Secondly, the Member failed to cite subregulation 2.03A(3), which appeared to be the primary ground on which the Member sought to invoke in her decision, by requiring the de facto relationship to be of a minimum 12 months duration, ending immediately before the date of the application.
Thirdly, as the Member proceeded on the basis that the applicant was a de facto partner but for a period less than 12 months, the Member was required to consider the exception of waiver pursuant to subregulation (5), that was whether the relationship was registered within the meaning of section 2E of the Acts Interpretation Act 1901. The answer was the registration did not necessitate the relationship to be 12 months in duration at the time of application. In this context, the marriage certificate amounts nothing less than the de facto registration on a comparative scale.

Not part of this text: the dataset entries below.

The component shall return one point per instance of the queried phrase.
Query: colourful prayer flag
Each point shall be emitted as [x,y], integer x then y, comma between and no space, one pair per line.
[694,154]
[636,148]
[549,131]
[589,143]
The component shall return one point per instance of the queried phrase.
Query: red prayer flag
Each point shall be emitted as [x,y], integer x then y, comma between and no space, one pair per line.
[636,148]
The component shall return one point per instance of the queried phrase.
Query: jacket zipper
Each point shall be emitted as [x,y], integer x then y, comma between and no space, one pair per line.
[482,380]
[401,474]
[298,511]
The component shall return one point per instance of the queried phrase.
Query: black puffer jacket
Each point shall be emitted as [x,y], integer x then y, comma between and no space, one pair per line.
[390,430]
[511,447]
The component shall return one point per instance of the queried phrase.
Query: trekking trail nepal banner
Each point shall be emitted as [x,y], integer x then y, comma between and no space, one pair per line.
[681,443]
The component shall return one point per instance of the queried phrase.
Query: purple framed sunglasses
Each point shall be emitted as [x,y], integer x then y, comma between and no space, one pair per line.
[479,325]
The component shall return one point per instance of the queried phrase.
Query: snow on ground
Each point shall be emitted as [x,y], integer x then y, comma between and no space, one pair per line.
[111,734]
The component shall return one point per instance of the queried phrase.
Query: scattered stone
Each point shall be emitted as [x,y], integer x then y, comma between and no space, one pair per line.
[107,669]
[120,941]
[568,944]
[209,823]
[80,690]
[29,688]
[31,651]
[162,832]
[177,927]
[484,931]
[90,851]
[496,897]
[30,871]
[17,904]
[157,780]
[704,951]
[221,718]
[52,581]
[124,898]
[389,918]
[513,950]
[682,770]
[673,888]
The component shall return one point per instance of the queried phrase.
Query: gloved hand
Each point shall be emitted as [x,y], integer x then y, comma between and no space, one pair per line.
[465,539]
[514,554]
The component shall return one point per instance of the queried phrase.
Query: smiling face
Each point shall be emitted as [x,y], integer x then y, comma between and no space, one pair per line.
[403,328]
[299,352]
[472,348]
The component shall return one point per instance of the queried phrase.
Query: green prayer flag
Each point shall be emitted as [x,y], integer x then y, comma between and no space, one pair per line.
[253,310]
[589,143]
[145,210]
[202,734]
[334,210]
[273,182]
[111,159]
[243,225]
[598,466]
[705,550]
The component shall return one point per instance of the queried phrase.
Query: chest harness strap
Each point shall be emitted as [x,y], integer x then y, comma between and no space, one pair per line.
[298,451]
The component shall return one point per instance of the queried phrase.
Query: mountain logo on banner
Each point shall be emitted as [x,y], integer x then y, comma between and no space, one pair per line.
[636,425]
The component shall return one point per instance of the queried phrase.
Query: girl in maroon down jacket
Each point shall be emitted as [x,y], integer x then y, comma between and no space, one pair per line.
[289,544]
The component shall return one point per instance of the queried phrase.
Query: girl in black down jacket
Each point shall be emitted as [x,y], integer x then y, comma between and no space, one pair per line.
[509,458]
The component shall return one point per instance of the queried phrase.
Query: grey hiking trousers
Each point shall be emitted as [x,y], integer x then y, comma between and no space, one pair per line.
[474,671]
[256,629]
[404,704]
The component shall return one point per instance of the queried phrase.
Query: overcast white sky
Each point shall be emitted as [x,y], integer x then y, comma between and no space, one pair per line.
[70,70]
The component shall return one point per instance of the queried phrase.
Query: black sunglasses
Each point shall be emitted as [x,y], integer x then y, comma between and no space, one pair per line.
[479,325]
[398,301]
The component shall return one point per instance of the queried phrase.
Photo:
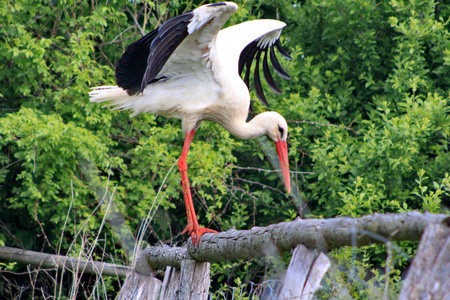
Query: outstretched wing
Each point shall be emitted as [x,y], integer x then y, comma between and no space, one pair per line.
[145,60]
[252,40]
[253,52]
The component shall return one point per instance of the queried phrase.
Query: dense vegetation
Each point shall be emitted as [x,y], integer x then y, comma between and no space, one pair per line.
[368,109]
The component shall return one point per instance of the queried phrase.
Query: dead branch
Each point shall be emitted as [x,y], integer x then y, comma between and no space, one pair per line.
[234,245]
[45,260]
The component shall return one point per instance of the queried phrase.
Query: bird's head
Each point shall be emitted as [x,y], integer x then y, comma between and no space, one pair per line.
[276,128]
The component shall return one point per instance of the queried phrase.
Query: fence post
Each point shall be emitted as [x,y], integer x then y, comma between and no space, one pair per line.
[304,274]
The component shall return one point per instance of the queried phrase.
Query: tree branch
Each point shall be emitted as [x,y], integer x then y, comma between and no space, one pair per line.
[75,264]
[235,245]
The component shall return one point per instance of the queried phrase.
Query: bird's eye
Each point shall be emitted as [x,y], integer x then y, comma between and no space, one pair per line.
[281,130]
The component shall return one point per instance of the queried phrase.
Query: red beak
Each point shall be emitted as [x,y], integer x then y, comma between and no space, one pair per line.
[284,162]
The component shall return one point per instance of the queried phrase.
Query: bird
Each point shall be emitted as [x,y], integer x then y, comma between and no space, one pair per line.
[190,68]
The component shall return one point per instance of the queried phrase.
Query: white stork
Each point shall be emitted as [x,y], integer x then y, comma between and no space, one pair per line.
[189,69]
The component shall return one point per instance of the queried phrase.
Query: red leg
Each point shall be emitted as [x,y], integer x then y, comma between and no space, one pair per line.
[192,227]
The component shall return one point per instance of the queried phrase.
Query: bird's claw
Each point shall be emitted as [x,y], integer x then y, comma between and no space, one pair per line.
[196,232]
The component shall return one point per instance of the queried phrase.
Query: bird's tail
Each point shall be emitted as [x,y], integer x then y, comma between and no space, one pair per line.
[117,97]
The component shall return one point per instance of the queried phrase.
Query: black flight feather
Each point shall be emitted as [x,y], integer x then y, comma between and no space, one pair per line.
[269,79]
[143,60]
[246,59]
[277,66]
[282,51]
[258,86]
[170,35]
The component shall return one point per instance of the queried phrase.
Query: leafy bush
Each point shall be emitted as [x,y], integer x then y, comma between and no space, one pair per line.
[368,109]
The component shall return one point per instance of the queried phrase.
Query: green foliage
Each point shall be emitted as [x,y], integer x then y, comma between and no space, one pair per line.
[368,109]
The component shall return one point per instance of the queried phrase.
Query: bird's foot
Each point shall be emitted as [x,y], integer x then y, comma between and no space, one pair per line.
[196,232]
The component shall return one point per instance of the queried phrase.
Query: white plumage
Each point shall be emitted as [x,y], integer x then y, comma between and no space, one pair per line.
[190,69]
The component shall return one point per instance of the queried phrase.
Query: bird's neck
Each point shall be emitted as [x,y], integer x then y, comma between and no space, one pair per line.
[247,130]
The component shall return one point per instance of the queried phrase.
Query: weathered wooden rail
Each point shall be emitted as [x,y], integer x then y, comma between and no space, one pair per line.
[187,269]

The Member’s failure in the first two (2) instances: failure to draw the distinction; and failure to cite the legislation under her deliberation, would not have met the common law threshold of materiality. In Hossain v Minister for Immigration and Border Protection  HCA 34, Justice Edelman fundamentally related the materiality of an error to the question – “Did the error deprive the applicant of a successful outcome?” The two (2) instances would have been answered in negative. Nevertheless, the Member’s failure to waive the 12-month requirement was a matter of significance, that was a strong indicator of a jurisdictional error.
I consider the decision by the Member was wrong and erroneous. As a result, the applicant was denied the student visa as the secondary applicant of her husband, to which she was lawfully entitled. She could appeal this decision for judicial review, incurring considerable legal fees which is quite excessive for a 27-year old person. Otherwise, she would have to live with this refusal record which would likely be disclosed jeopardizing future visa applications if she decide to migrate to any country, including Australia. This was indeed unfair for Ms Chen and her loving husband, Mr Kuan.